How might the local system context help health care providers to innovate?
Taken together, these studies suggest the importance of mechanisms at different levels (including organisational know-how and local system infrastructure for mobilising knowledge) to support innovation that goes beyond ‘championing’ individual improvement activities or programmes.
In order to support combinatorial or multi-faceted innovations, there is a need to take a ‘system’ perspective in which the contributions of stakeholders at different levels are recognised as influencing the adoption and implementation of innovations.
A key aspect of this will be ensuring that the activities of clinical entrepreneurs, provider organisations, and local system infrastructure (e.g. AHSNs, CLAHRCs), that shape how evidence is used to inform decision-making on introducing innovations and their subsequent implementation into health care practice, are aligned in innovation policy and practice. This includes raising awareness among potential entrepreneurs and evaluators of the support available for mobilising evidence through partnerships between universities and NHS organisations, notably CLAHRCs (see https://www.clahrcprojects.co.uk/).

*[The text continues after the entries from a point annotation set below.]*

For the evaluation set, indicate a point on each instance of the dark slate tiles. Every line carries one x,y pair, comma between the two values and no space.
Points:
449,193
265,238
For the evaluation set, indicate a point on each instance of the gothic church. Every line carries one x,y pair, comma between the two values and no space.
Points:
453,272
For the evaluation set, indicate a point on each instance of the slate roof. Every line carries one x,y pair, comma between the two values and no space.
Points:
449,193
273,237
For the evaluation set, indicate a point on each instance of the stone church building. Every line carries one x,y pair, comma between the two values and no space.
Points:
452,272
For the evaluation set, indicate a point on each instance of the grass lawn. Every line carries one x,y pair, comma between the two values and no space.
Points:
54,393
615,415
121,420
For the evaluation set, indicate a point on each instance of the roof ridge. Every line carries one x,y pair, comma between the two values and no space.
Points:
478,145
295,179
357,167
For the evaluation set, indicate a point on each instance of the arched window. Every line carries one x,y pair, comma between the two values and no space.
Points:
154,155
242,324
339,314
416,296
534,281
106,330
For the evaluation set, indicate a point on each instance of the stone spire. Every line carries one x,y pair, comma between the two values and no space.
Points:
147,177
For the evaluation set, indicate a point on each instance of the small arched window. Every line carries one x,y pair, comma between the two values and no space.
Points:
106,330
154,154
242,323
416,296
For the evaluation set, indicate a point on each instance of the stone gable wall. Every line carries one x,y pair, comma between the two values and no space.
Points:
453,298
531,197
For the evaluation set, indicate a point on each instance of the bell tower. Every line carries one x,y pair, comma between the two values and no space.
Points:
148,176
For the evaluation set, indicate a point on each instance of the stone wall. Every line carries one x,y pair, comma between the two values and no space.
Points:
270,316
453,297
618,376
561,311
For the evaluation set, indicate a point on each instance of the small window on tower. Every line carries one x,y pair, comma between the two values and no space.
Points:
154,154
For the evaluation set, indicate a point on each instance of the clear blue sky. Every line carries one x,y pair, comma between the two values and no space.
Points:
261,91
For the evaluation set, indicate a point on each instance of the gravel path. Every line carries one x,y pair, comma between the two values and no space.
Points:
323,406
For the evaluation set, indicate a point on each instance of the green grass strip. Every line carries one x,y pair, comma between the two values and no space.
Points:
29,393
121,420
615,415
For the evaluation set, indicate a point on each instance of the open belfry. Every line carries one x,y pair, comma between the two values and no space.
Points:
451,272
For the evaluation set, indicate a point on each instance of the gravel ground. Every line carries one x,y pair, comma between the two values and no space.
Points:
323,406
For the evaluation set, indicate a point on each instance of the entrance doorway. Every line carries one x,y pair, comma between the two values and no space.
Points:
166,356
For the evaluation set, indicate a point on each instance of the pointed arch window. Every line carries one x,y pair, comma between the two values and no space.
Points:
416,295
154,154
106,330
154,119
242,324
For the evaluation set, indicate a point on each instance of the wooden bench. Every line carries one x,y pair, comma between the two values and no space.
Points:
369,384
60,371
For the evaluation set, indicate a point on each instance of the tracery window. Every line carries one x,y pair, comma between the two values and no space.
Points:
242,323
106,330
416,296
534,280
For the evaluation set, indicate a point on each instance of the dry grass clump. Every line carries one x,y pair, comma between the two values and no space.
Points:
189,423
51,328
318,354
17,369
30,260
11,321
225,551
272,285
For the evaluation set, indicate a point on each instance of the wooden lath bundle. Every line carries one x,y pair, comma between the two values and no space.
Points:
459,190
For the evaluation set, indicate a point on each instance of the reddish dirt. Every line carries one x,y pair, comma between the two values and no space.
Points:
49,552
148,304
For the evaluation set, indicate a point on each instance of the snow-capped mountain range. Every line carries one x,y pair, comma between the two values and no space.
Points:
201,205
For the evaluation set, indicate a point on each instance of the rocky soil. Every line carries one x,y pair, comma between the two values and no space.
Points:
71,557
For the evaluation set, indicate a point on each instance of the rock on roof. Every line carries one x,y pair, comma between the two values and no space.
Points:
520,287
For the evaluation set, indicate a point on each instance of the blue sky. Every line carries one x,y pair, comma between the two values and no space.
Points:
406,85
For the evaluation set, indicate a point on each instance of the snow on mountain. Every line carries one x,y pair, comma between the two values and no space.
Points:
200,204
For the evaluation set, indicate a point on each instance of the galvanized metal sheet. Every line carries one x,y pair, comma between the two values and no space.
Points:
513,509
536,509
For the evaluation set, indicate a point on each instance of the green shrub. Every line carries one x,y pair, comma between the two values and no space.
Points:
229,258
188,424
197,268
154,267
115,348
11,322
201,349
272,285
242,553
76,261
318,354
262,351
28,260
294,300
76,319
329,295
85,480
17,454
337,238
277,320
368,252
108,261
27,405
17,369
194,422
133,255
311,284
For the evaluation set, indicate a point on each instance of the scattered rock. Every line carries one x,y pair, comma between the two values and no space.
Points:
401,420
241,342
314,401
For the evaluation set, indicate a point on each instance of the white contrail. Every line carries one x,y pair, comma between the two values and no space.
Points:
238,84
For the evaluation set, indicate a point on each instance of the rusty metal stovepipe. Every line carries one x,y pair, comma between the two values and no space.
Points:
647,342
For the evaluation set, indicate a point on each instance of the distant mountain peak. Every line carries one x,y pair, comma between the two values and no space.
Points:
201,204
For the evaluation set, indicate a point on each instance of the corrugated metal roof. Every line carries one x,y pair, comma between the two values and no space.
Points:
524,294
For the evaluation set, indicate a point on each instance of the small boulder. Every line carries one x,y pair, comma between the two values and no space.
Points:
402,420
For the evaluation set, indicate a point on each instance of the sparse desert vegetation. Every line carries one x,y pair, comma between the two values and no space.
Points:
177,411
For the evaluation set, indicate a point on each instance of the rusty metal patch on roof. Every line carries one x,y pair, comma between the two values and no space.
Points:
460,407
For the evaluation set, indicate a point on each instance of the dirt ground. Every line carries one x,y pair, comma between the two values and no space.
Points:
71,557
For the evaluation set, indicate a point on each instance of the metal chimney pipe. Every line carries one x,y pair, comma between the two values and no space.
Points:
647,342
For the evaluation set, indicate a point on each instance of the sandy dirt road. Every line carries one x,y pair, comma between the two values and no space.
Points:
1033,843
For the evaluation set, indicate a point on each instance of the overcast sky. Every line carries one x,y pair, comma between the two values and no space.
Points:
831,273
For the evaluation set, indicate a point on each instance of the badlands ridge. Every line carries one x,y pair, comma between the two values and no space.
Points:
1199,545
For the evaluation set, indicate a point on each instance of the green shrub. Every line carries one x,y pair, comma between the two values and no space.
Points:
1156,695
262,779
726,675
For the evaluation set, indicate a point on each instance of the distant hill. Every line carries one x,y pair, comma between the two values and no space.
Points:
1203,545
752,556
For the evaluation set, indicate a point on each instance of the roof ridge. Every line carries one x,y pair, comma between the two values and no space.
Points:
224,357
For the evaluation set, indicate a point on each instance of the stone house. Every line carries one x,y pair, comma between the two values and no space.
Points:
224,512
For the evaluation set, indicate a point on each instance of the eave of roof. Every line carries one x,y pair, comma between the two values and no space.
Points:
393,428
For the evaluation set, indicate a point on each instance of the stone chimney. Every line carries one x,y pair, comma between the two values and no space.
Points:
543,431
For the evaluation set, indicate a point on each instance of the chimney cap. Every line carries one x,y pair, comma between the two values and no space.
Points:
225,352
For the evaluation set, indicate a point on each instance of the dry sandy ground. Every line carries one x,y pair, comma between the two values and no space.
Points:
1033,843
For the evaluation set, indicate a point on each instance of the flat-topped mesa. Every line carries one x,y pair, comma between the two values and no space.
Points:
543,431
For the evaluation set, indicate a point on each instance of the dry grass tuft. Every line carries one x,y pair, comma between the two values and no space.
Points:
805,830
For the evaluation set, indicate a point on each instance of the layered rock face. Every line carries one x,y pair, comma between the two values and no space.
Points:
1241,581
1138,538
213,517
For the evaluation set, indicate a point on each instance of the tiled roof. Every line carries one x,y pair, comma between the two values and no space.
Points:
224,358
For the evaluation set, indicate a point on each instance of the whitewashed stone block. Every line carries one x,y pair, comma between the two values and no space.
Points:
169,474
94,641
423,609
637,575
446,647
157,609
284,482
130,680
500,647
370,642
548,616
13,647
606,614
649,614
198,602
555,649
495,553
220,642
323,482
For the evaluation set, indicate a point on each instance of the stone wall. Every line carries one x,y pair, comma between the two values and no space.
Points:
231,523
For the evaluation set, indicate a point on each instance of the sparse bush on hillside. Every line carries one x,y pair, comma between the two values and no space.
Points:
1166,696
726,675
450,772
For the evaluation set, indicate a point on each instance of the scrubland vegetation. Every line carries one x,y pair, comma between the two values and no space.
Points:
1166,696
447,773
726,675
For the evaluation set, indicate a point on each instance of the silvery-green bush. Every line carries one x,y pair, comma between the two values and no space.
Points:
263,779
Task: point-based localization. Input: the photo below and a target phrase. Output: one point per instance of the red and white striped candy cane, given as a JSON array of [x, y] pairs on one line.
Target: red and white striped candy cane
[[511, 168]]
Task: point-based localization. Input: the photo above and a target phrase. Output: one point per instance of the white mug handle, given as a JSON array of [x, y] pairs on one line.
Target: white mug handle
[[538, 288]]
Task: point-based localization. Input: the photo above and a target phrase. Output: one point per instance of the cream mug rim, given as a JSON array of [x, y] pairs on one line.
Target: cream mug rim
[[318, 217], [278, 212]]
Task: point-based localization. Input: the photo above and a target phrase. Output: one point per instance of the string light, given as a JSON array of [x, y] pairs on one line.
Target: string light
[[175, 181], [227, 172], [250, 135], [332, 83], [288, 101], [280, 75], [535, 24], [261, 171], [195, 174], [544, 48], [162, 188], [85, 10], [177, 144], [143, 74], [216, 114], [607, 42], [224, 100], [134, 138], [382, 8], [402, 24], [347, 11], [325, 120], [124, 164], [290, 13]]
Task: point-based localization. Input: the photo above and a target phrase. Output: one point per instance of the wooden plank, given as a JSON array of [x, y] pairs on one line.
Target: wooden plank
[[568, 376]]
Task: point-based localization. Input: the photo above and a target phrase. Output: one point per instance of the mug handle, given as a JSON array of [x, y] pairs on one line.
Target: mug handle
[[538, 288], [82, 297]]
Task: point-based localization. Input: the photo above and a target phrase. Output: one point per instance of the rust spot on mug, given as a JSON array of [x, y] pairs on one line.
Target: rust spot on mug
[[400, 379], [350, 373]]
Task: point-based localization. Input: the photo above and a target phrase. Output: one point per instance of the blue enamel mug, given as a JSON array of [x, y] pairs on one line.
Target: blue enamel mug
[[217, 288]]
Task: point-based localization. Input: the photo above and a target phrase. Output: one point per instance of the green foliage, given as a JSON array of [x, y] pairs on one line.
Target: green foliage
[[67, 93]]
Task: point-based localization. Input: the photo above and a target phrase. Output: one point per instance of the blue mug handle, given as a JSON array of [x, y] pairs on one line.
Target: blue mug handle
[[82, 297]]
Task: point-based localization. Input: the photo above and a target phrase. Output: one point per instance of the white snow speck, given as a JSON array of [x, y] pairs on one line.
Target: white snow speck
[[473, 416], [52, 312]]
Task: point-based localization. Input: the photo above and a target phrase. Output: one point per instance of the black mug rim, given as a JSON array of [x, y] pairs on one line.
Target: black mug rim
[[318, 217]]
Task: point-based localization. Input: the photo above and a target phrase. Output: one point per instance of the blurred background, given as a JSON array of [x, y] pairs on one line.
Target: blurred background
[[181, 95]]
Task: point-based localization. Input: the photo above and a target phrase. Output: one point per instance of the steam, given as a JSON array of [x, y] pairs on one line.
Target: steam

It also demands recognition among decision-makers that a variety of evidence can be used to inform decision-making. The appropriate types to consider will depend on the stakeholders in decision-making that need to be satisfied in relation to particular innovations (e.g. clinical, managerial and patient perspectives on change that involves multiple sites). The DECIDE team is currently working on guidance for decision-makers, which will include the themes of considering diverse evidence and mapping potential stakeholders during the decision-making process (due May 2018).
Funding
The research described in this article was supported by different funding streams. Turner et al. (2017) was derived from a project (DECIDE) which is part of the Health Foundation’s Evidence-Informed Decision Making in Health Service Innovation and Improvement Programme. The Health Foundation is an independent charity committed to bringing about better health and healthcare for people in the UK. Turner et al. (2018) was derived from an independent study funded by the Special Trustees of Moorfields Eye Hospital (Ref: ST 12 09 D).